Voeg het document toe aan een map () om te beginnen met annoteren.
Hoofdstuk 1. Algemeen
Artikel 1 Dit decreet regelt een gewest- en gemeenschapsaangelegenheid.

Hoofdstuk 2. Mobiliteit en Openbare Werken
Sectie 1. Wijziging van artikel 27 van de wet van 16 maart 1968 betreffende de politie over het wegverkeer
Artikel 2 In artikel 27 van de wet betreffende de politie over het wegverkeer, gecoördineerd op 16 maart 1968, vervangen bij de wet van 9 juli 1976 en gewijzigd bij de wet van 18 juli 1990, worden de volgende wijzigingen aangebracht:
  1° de woorden "De Koning bepaalt het tarief van de ten bate van de Staat of van de erkende instellingen" worden vervangen door de zinsnede "De Vlaamse Regering kan, wat haar bevoegdheden betreft, regels bepalen in verband met de";
  2° er worden een tweede, derde en vierde lid toegevoegd, die luiden als volgt:
  "In het bijzonder kan de Vlaamse Regering ten laste van de aanvrager een retributie bepalen voor:
  1° het behandelen van een aanvraag tot erkenning van de rijscholen en hun personeel, evenals van de lokalen en de oefenterreinen van de rijscholen;
  2° het afleggen van de examens en het uitoefenen van de stage voor het behalen van een getuigschrift van beroepsbekwaamheid door het personeel van de rijscholen;
  3° het behandelen van een aanvraag tot het uitoefenen van het beroep van rijschooldirecteur, rijschoollesgever of kantoorverantwoordelijke.
  Tevens kan de Vlaamse Regering periodieke retributies bepalen voor de uitoefening van het toezicht op de erkenning van de rijscholen en hun personeel.
  De Vlaamse Regering kan de bedragen en de wijze waarop de retributies moeten worden voldaan evenals de procedure bij niet-naleving bepalen.".

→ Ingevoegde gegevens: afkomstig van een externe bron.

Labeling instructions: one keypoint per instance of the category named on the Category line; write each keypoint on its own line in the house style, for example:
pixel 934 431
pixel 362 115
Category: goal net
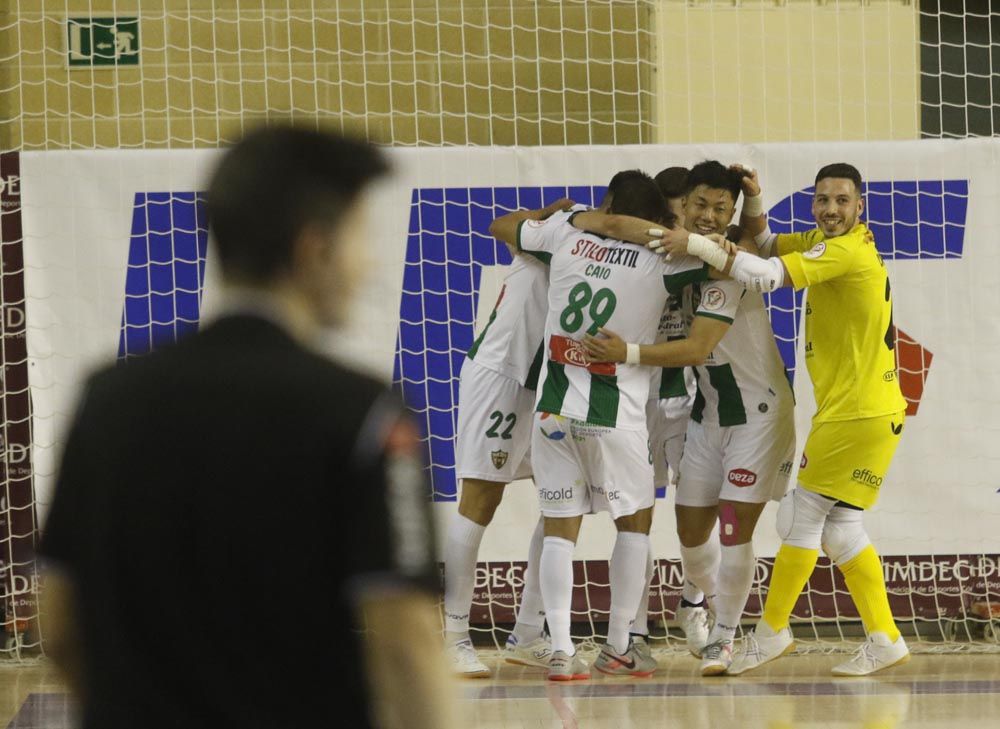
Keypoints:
pixel 110 115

Hoofdstuk 3. Kanselarij en Bestuur
Sectie 1. Wijziging van het decreet van 5 juli 2002 tot vaststelling van de regels inzake de dotatie en de verdeling van het Vlaams Gemeentefonds
Artikel 3 In artikel 19septiesdecies, eerste lid, van het decreet van 5 juli 2002 tot vaststelling van de regels inzake de dotatie en de verdeling van het Vlaams Gemeentefonds, ingevoegd bij het decreet van 22 december 2017 en gewijzigd bij het decreet van 21 december 2018, wordt de zinsnede "voor een totaal bedrag van 23.919.200 euro" geschrapt en wordt in punt 4° het bedrag "1.164.000 euro" vervangen door het bedrag "1.064.000 euro".

Artikel 4 In artikel 19septiesdecies, tweede lid, van hetzelfde decreet, ingevoegd bij het decreet van 22 december 2017, wordt de zinsnede "De bedragen, vermeld in het eerste lid," vervangen door de zinsnede "De bedragen die aan de gemeenten, vermeld in het eerste lid, worden toegekend,".

Artikel 5 Aan artikel 19septiesdecies van hetzelfde decreet, ingevoegd bij het decreet van 22 december 2017 en gewijzigd bij het decreet van 21 december 2018, wordt een derde lid toegevoegd, dat luidt als volgt:
  "Vanaf het begrotingsjaar 2019 wordt het bedrag voor de stad Kortrijk, vermeld in het eerste lid, na toepassing van het evolutiepercentage, vermeld in het tweede lid, verhoogd met 100.000 euro. Het evolutiepercentage, vermeld in het tweede lid, is vanaf het begrotingsjaar 2020 van toepassing op dit aanvullende bedrag.".

Hoofdstuk 4. Economie, Wetenschap en Innovatie
Sectie 1. Opheffing van artikel III100 van de Codex Hoger Onderwijs van 11 oktober 2013

Artikel 6 Artikel III.100 van de Codex Hoger Onderwijs van 11 oktober 2013 wordt opgeheven.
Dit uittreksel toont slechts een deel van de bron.